Enfin la vision holiste est plutôt destinée à des personnes souvent déçues par des élites qu’elles ont pourtant et parfois soutenues dans le passé. Ces élites, précédemment alliées, sont devenues des ennemis bien identifiés et responsables des principaux méfaits à travers le monde et dans la vie personnelle des théoriciens complotistes. La vision holiste sert en réalité à opposer le théoricien complotiste à un système global et conspirationniste qu’il est un des seuls à connaître. C’est alors que, contrairement à ce que préconiseraient normalement les théories complotistes, le théoricien complotiste basique devient inactif face à des structures qui le dépassent et qui agissent contre lui et la société dans son ensemble.

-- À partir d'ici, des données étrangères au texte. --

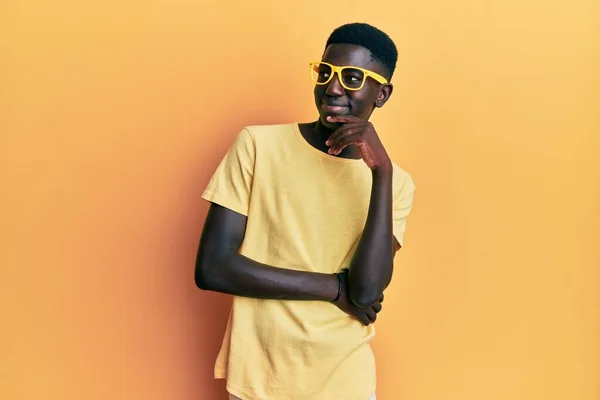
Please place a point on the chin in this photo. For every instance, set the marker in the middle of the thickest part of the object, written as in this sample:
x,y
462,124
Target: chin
x,y
327,124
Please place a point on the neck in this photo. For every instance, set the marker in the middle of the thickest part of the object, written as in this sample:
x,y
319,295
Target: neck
x,y
320,135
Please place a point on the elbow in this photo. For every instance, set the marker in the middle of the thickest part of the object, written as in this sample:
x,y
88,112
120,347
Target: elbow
x,y
205,274
202,278
365,298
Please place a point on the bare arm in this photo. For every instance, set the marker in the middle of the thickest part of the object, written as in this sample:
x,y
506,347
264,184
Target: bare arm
x,y
220,267
372,265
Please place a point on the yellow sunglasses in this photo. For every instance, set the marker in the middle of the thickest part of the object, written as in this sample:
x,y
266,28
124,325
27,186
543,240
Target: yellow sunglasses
x,y
350,77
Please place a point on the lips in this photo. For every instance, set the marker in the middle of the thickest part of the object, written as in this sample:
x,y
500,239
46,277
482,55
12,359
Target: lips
x,y
334,108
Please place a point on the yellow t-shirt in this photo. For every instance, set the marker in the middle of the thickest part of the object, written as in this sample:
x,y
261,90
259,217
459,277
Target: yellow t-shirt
x,y
306,211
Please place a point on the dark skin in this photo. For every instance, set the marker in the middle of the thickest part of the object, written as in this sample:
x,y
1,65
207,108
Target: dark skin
x,y
342,130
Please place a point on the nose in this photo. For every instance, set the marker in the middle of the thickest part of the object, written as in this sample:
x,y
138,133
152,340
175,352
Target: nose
x,y
334,87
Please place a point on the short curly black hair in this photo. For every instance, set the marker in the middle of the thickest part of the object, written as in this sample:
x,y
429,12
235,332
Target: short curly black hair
x,y
380,45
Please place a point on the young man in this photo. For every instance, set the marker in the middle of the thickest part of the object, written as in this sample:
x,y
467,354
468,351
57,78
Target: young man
x,y
303,226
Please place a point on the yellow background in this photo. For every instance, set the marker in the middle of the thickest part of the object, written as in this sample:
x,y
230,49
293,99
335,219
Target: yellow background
x,y
115,114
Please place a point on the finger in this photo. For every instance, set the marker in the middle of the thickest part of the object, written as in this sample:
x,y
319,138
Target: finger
x,y
343,119
345,141
371,314
364,319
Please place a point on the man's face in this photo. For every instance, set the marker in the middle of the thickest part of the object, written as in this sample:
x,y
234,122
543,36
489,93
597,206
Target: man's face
x,y
333,99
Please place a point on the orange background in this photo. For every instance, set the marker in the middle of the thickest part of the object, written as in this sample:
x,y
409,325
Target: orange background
x,y
115,114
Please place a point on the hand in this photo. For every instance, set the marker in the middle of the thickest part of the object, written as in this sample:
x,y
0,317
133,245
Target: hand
x,y
359,133
365,315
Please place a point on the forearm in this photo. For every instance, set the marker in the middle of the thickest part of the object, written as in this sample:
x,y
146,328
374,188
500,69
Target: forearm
x,y
238,275
372,264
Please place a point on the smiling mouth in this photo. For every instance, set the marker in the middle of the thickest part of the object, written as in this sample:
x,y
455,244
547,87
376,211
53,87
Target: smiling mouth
x,y
328,108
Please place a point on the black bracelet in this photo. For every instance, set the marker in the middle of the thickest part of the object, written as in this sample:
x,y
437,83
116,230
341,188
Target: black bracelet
x,y
339,288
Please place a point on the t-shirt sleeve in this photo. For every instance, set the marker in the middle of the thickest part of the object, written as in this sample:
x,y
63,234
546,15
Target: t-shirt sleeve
x,y
231,184
403,201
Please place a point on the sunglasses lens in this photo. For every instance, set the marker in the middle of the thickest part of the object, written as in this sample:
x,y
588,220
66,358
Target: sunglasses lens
x,y
321,72
352,78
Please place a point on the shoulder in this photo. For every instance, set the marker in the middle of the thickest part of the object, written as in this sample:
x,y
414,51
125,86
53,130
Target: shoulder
x,y
402,181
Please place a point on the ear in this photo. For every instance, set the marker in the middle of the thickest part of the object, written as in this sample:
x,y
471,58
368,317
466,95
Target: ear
x,y
385,91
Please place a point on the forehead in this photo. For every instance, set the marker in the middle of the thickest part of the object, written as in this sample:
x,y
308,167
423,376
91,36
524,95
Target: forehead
x,y
348,54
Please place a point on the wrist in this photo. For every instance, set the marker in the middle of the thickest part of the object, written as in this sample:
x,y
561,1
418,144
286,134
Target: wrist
x,y
338,288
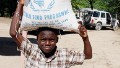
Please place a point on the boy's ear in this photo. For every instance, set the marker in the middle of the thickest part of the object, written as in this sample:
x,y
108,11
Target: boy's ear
x,y
57,39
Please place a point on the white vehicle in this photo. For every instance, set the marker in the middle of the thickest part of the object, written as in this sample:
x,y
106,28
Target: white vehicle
x,y
99,19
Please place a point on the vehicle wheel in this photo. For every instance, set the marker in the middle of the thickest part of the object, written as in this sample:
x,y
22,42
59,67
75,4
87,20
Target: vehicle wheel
x,y
98,26
115,27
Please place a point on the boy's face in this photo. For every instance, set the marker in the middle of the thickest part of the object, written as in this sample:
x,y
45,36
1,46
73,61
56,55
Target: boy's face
x,y
47,41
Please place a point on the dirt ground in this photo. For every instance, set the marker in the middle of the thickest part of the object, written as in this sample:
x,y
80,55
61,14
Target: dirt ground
x,y
105,44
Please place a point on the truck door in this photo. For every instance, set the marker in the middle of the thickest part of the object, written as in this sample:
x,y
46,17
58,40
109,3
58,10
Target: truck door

Pire, il devient apathique car agir pourrait faire de lui un individu déviant. C’est ensuite que le manque de courage et de volonté à lutter contre un système conspirationniste surpuissant fait qu’il se rétracte de tout engagement et refuse l’intégration à la communauté citoyenne qu’il considère comme une « communauté de vendus ». Il se désensibilise de la politique, il se détache de tout fondement idéologique et il prend parfois même des distances avec ses anciennes croyances religieuses, s’il en avait. En effet, à quoi cela servirait-il de prendre part à des structures dont il connait la médisance et la mascarade ? C’est alors qu’au lieu de chercher à alerter le monde pour agir, il cherche essentiellement à convaincre, non dans un but d’action sociale comme l’avancerait Max Weber, mais dans un but de ne plus être seul face au monde médisant qui l’entoure. Cette volonté de ne plus être seul est tellement forte qu’il essaye littéralement de « convertir » d’autres individus, parfois au mépris pur et simple de la dialectique et du raisonnement. Le théoricien complotiste considère alors que l’autre, incroyant, est baigné dans une bêtise qui le rend déplorable.
- Conclusion
C’est ce mouvement holiste qui rend de plus en plus la vraie explication critique, correctement argumentée, caduque. Des conspirations existent, ce sont des structures qui agissent ensembles ou séparément dans un système qui peut parfois les opposer. Il n’y a donc pas un complot unique et centralisé dans l’autorité d’une seule ou d’un petit groupe de personne. Il y a des complots au sein de structures qui sont souvent parfaitement identifiables. Ce sont ces composantes, qui ont parfois des objectifs contradictoires, qu’il faut analyser dans le but de mettre en lumière certains problèmes.
Au final et contrairement à ce que beaucoup de théoriciens complotistes pensent, ces théories servent plus à rendre les gens complètement idiots et apathiques et, l’idiot apathique et devenu pleinement un croyant conspirationniste, est alors inutile et attend gentiment que l’instigateur du complot agisse et applique son plan final.